Rust Glover and his wife Angela, owners of Consider Bardwell Farm in Vermont, put on the event as a “holiday” party—in January. Rust, who is from London, is also an architect. He designed the bar to look like a cheese aging cavern with a long domed hallway.
Scattered around the area were platters of charcuterie and raw milk cheeses from Consider Bardwell: Dorset (a delicate, squishy washed rind, Jersey cow), Manchester (aged goat), and Rupert (an aged Alpine style Jersey cow).
On occasion, Peter from Consider Bardwell would cook up a big batch of grilled cheese sandwiches with Dorset cheese, kale, and caramelized onions. “Dorset is the new kale,” he alerted.
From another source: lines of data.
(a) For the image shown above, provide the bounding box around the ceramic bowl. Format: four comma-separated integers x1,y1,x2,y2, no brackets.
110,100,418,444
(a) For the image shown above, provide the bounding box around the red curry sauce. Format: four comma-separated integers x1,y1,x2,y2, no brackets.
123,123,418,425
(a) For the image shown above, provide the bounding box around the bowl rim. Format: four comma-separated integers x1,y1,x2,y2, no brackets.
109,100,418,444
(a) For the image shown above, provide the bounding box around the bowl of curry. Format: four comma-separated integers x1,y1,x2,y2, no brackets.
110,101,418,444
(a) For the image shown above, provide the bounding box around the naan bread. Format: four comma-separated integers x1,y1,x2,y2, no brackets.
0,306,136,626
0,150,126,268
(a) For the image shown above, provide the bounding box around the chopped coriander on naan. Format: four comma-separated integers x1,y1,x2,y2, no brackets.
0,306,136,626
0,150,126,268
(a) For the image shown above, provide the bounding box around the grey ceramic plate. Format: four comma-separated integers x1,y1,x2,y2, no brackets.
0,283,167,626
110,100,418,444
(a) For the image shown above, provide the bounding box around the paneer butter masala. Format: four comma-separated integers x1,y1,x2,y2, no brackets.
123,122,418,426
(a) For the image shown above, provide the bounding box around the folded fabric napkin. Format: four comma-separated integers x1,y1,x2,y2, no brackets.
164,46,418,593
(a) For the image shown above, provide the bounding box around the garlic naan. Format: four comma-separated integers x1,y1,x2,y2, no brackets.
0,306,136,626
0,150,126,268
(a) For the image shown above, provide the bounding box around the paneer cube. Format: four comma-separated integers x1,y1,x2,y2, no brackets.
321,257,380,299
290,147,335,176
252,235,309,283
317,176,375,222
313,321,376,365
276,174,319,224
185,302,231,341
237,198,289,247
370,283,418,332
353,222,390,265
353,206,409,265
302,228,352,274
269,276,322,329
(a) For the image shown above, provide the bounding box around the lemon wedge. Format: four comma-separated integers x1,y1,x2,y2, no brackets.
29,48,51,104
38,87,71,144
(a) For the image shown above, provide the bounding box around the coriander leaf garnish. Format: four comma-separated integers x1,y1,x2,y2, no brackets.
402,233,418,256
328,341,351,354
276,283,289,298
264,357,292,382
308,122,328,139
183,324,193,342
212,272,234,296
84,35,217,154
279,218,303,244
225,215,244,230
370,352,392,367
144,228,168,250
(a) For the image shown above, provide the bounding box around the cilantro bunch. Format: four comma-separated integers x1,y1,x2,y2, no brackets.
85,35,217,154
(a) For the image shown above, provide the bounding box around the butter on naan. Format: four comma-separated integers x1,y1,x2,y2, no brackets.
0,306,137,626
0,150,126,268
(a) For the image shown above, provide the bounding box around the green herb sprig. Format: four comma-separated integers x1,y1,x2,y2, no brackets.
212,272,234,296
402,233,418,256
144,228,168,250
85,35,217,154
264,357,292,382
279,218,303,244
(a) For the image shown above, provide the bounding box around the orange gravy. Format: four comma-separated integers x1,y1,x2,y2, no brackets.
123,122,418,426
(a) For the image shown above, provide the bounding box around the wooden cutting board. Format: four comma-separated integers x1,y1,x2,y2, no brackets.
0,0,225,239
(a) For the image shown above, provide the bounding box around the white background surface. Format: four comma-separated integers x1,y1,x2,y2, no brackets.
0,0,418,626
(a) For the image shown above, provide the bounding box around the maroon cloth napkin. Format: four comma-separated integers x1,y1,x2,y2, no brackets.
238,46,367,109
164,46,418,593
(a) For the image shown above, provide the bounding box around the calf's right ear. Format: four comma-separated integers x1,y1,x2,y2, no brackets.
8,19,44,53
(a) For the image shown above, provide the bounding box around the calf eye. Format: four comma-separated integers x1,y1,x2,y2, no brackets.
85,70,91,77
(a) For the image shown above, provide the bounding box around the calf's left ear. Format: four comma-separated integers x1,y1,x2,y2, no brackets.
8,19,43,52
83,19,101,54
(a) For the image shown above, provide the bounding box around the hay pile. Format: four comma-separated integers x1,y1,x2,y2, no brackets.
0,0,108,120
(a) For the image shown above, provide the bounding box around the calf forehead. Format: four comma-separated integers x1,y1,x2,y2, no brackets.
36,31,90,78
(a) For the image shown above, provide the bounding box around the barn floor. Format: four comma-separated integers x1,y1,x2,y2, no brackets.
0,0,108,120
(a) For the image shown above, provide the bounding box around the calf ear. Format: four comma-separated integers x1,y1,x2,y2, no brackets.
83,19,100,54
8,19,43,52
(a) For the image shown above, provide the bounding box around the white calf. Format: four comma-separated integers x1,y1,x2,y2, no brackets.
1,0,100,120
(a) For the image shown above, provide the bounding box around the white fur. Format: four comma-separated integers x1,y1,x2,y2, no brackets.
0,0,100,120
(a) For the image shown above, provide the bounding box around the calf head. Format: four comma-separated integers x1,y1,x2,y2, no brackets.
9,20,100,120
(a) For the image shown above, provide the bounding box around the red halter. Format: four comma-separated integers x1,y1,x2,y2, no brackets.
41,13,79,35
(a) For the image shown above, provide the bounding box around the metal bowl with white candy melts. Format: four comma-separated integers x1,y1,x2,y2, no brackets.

It was nice being in a room of all-out cheese freaks and geeks. I could speak freely about my fascination with Colombian cheese and no one thought it was weird. One woman was designing miniature cheese aging caves for in-home use. Others were working on cheese apps, books, and media projects. I was star-struck by the cheese celebrity, and both inspired and intimidated by the much younger set of cheese people popping up in what used to be a very small world.
On the way out, Max McCalman, an author and mover-and-shaker in the cheese universe, was taking “fingers” (of cheese) from the trays plus a few squares of grilled cheese sandwiches and putting them in a napkin. I followed suit because it was cold outside and I might need a bite on the train. And sure enough I did! I ate the cheese on the Light Rail in New Jersey.